Jade thought she was everything she ever wanted to be. But now she feels like nothing at all.
“[…] I’d be asked why I hadn’t reported it to the police in the morning after. Why I hadn’t fought back. Why, if he was so dangerous, did I get into a taxi with him. Why I continued to show up to Reuben every day. It didn’t account for the fact that white women lost to white men in sexual assault cases. They say justice is blind but why did a brown woman’s chances against a white man feel insurmountable? It didn’t account for my unwillingness to retraumatise myself, over and over. Slice myself open and let strangers rummage into me. Be cooperative, likeable and transparent, lay my innards bare. Whilst Josh was cotton-wooled in a system skewed to protect his kind. Admit to strangers what happened to me and watch them decide whether I deserved to be believed. Watch them fight the default assumption that I am lying.”
If you only read one book this year, make sure it’s Jaded by Ela Lee.
This book tore me apart. I knew going in, based on some of themes, that it was likely going to be close to home. Boy, did it really hit me where it hurts. And I say that positively as a sexual assault survivor and mixed race gal.

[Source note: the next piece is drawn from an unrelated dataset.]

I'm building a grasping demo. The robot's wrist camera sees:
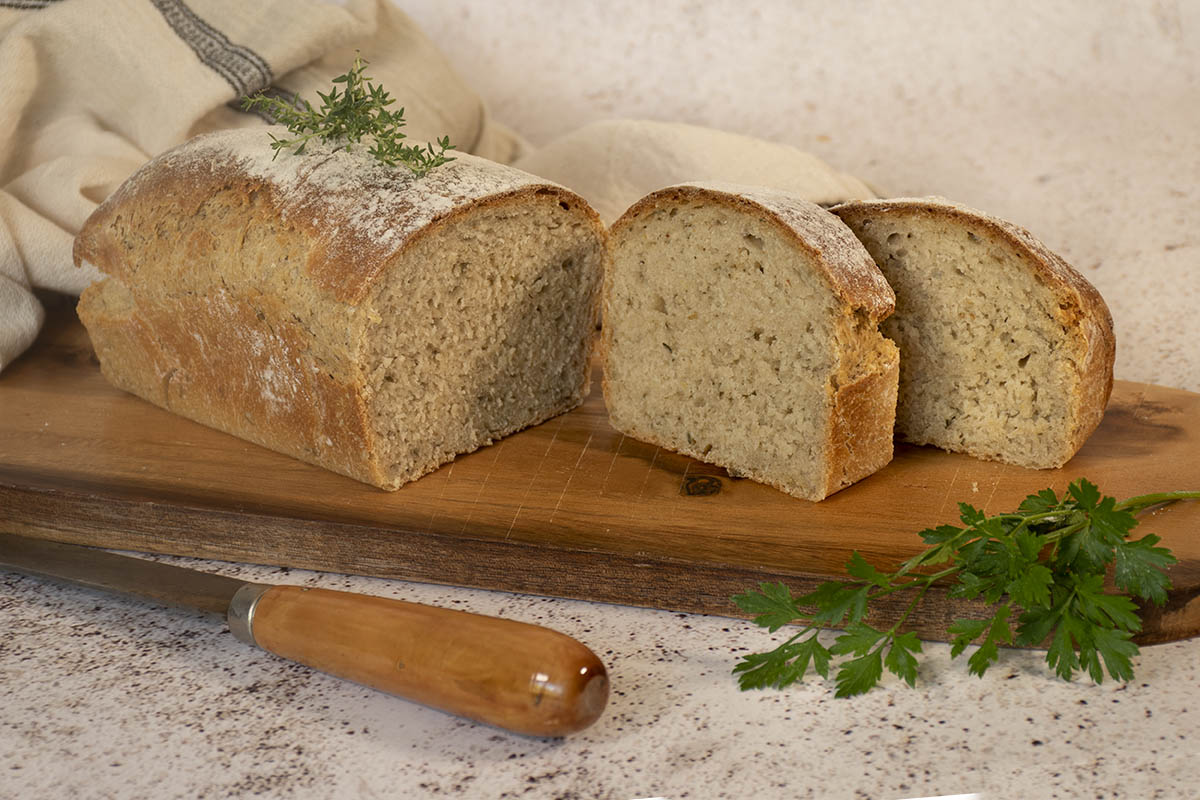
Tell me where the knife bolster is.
[226,583,271,645]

I’m astonished that this is Lee’s debut. Her writing is so intimate, raw and haunting. From the moment Jade begins to piece together what has happened to witnessing the fallout as she seeks support in those around her, I could feel her pain. Her self-loathing and interactions with people she’s supposed to trust (Kit, Reuben HR etc) echoed so many of my own experiences coming forward. While the exact situation and circumstances were different to my own case, I saw a lot of myself in Jade. Jade’s experience may be frustrating to read but it isn’t just fiction, it’s reality – as I well know – and reading Jaded allowed me to stew in my anger at the system’s failure when it comes to sexual violence and the misogynistic behaviour that society has allowed to grow and fester, especially in the workplace.
Jaded perfectly captures modern feminine rage, with Lee exploring several deep themes. Alongside sexual assault, rape and misogyny, Lee touches upon power and class dynamics, white privilege, cultural identity and toxic work cultures.
While the likes of Josh, Kit and Leo remind of us men we definitely know, there’s never a moment where they feel like caricatures of the toxic men that we’ve all encountered. Lee is a master storyteller. Her sophisticated and emotive writing alongside her expert characterisation enables us to not only resonate with Jade but makes it feel like we’re witnessing the grief and trauma of a close friend. I had an anxious pit in the bottom of my stomach the entire time while reading. You just want to take her aside, give her a hug and say ‘I know.’
A gut-wrenching yet beautifully-written debut, Jaded was the book I didn’t know I needed until now. It’s a very heavy read but if you know, you know. For me, it was cathartic experience and has solidified itself as one of my firm favourites. Dare I say it, the best book I’ve read this year – so far! It was an emotional rollercoaster and much-needed release.